Important administrative functions affecting riverside property were also exercised by the Corporation of London, in connection with the Conservancy of the River Thames. The Lord Mayor was by an ancient grant from the Crown Conservator of the Thames, within the Port of London (a), and the Corporation claimed to be entitled to exercise rights of ownership over the bed and soil of the river. This claim, which was contested by the Crown, became the subject of a suit in Chancery, instituted by the Attorney-General against the Corporation for the purpose of determining the rights of that body and of the Crown in relation to the bed and soil of the river, and its shores within the flux and reflux of the tide. The suit was brought to a close by an agreement made in the year 1856, by virtue of which, and of another agreement of the 24th February, 1857, a grant of the estate and interest of the Crown was made to the Corporation, in consideration of their paying annually to the Commissioners of Woods and Forests one-third of the monies, rents, and proceeds which they might receive in respect of sales, leases, grants, or licences for docks, piers, &c., in or upon the bed of the river, or of encroachments, embankments, or inclosures, on or near to it, and of their applying the residue to the improvement of the navigation. That portion of the bed of the river situate in front of lands, &c. belonging to the Crown, or which were the property or in the possession of any Government department, was excepted from the grant. The Thames Conservancy Act, the 20 & 21 Vict. c. 147, gave effect to this arrangement, and vested in the Conservators appointed by virtue of its provisions all the estate of

(a) Between Staines in Middlesex, and Yuntleet in Kent.

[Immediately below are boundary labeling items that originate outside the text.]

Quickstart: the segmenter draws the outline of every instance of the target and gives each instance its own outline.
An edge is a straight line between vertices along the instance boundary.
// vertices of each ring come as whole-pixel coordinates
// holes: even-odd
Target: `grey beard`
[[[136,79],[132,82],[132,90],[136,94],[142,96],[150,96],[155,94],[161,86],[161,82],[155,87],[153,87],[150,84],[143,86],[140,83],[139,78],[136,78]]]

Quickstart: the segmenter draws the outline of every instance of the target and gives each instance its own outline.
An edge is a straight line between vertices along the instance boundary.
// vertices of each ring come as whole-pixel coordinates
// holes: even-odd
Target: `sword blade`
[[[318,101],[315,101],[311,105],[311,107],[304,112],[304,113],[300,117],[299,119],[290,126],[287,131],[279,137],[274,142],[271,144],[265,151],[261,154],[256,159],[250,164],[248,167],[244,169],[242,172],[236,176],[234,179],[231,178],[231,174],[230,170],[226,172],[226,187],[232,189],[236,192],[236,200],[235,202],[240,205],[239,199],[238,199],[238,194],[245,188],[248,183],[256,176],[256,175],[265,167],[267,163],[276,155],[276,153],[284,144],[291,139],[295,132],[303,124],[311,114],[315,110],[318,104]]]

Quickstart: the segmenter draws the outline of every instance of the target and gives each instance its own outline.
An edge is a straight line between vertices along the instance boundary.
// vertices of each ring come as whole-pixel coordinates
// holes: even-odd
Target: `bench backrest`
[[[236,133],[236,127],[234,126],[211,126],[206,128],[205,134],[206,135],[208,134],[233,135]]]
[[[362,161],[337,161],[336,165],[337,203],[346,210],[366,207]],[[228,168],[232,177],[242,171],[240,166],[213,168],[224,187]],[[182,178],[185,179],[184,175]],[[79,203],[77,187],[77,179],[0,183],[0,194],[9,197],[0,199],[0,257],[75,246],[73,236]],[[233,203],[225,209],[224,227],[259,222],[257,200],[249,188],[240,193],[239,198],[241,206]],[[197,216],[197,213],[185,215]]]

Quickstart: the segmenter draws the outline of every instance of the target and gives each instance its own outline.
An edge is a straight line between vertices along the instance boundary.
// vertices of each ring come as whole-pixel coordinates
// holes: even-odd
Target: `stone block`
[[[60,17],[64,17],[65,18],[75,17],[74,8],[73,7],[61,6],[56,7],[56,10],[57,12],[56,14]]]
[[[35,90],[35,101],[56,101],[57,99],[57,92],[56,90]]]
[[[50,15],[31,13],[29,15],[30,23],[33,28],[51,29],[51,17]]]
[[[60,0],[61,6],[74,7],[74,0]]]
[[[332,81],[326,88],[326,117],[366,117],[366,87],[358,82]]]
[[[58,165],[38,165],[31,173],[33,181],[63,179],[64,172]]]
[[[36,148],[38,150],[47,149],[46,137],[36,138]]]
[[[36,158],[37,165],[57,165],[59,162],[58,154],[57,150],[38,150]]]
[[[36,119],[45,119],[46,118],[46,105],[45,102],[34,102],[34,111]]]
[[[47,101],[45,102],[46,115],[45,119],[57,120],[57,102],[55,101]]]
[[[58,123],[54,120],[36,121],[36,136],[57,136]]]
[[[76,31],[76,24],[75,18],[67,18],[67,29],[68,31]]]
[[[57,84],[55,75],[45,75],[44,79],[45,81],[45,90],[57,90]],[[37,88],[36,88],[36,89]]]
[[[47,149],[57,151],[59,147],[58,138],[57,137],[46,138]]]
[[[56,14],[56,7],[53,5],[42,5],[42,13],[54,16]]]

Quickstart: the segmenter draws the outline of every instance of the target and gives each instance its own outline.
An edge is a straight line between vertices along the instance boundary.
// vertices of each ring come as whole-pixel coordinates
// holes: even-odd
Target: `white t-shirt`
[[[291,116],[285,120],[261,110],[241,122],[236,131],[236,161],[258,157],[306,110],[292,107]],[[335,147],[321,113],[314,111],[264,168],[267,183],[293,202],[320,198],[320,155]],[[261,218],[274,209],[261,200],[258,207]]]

the Corporation and of the Crown in the bed and soil of the river, except the portion referred to above reserved to the Crown, and transferred to the same body all such powers and authorities as were theretofore vested in the Crown or Corporation in relation to the conservancy of the river. The Metropolitan Commissioners of Sewers, acting under the 11 & 12 Vict. c. 112, considered that that Act empowered them to execute works on the bed and foreshore of the Thames, without obtaining the permission of the Thames Navigation Committee, the body charged with the exercise of the chief powers of the Corporation, relating to the conservancy of the river, and when they required to execute such works they did not apply for leave, but merely gave notice to the Committee of their intention to commence them. The Committee, however, claimed the right of giving or withholding permission, and required that the works should be executed under the supervision of the water bailiff, one of their officers; and there is little doubt that their permission was necessary before any such works could be executed. At present the previous approval of the conservators is clearly requisite before any works on the bed or foreshore, which may affect the navigation, can be carried out, and in a recent case (b) the want of such approval was held to render the proceeding a wrongful one. The Thames Embankment Act, 25 & 26 Vict. c. 93, contains special provisions respecting works on the foreshore, which, however, only apply to that undertaking. As regards its internal government, the administration of local matters within the city of London has for a con

(b) Brownlow v. Metropolitan Board of Works, vol. 31, L. J. (N. S.) Q. B. p. 140.